Sobre as tragédias das chuvas torrenciais de verão, rotina na paisagem carioca, Crivella tem pouco a dizer. Fora cometer piadas de gosto duvidoso (como a criação do programa Balsa Família para os atingidos pelas tragédias hídricas), demonstra ser um péssimo administrador. Nos dois primeiros anos de mandato, reduziu em 71% os gastos com prevenção de enchentes. Na inundação mais recente, fugiu de suas responsabilidades pelo caminho rasteiro da leviandade. Sugeriu que os cariocas moram em áreas de risco por opção: “As pessoas gostam de morar ali perto porque gastam menos tubo para colocar cocô e xixi para ficar livre daquilo”. O troco veio rápido. Ao visitar Realengo, bairro devastado, jogaram-lhe uma bola de lama. Pena que não tinham material mais orgânico e malcheiroso à mão.

Politicamente, é um oportunista de velha cepa. Depois de servir ao governo Dilma, agora trata de curvar a espinha para as tropas bolsoneiras, tentando reeleger-se em outubro. Dançou com Jair Messias num ato evangélico, a quem elogiou pela “personalidade irradiante”. Venderá a alma ao Demo para seguir maltratando minha cidade.

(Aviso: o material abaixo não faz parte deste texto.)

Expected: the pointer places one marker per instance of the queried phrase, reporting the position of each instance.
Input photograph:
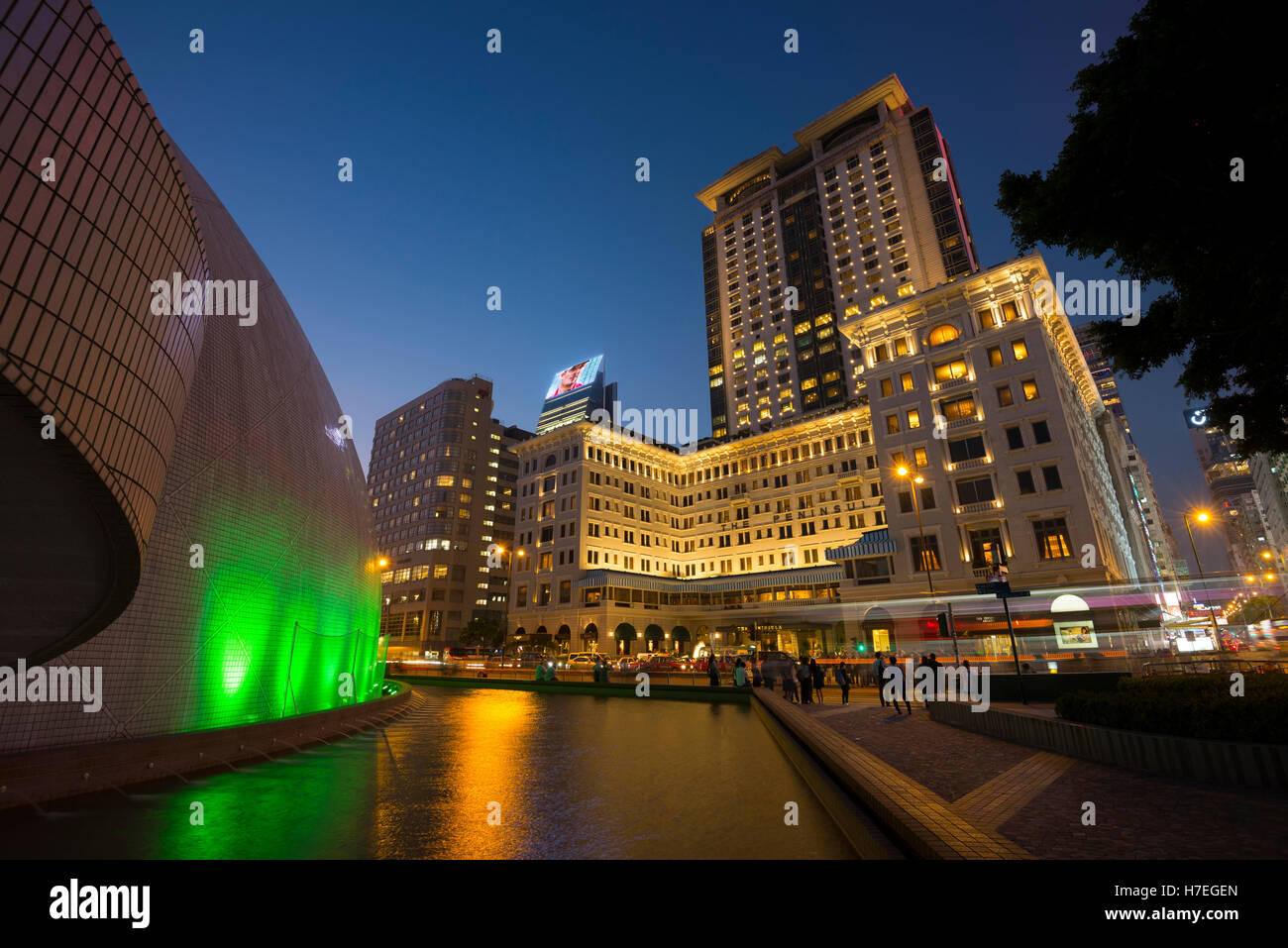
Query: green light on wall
(288, 622)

Foi esta a sumidade premiada pela Fierj. Para os não iniciados, é importante saber que a federação tem baixa representatividade eleitoral. Suas eleições, em geral com chapa única, têm participação pífia da comunidade judaica. As atividades são essencialmente assistencialistas e burocráticas. Deve ter se escudado em artigos do estatuto, que falam em “defender interesses da comunidade judaica”, para polir a imagem de um político que só merece desprezo e ostracismo. Quem define os interesses comunitários ? São de conhecimento público ?

Por tudo isso, considero inaceitável a homenagem prestada ao bispo Crivella por uma entidade que se declara representante dos judeus do Estado do Rio de Janeiro.

Acuso a Fierj de comprometer a imagem dos judeus, ao celebrar “amizade” com um político desprezado pela maioria dos cariocas.

Acuso a Fierj de insensibilidade, por destacar “conquistas para a comunidade judaica” e ignorar a tragédia administrativa, política e social que é a gestão do bispo Crivella. A imagem que passa é a de que um gueto de privilégios vale mais do que o sofrimento da maior parte do povo do Rio. Pior: passa a impressão, de resto completamente falsa, de que a totalidade dos judeus apoia suas atitudes. A comunidade judaica é heterogênea, e parte dela já se manifestou publicamente contra a entrega da medalha.

Acuso a Fierj de exaltar uma personalidade que ofende a República, ao tornar indiferenciados os campos de atuação do Estado e da religião.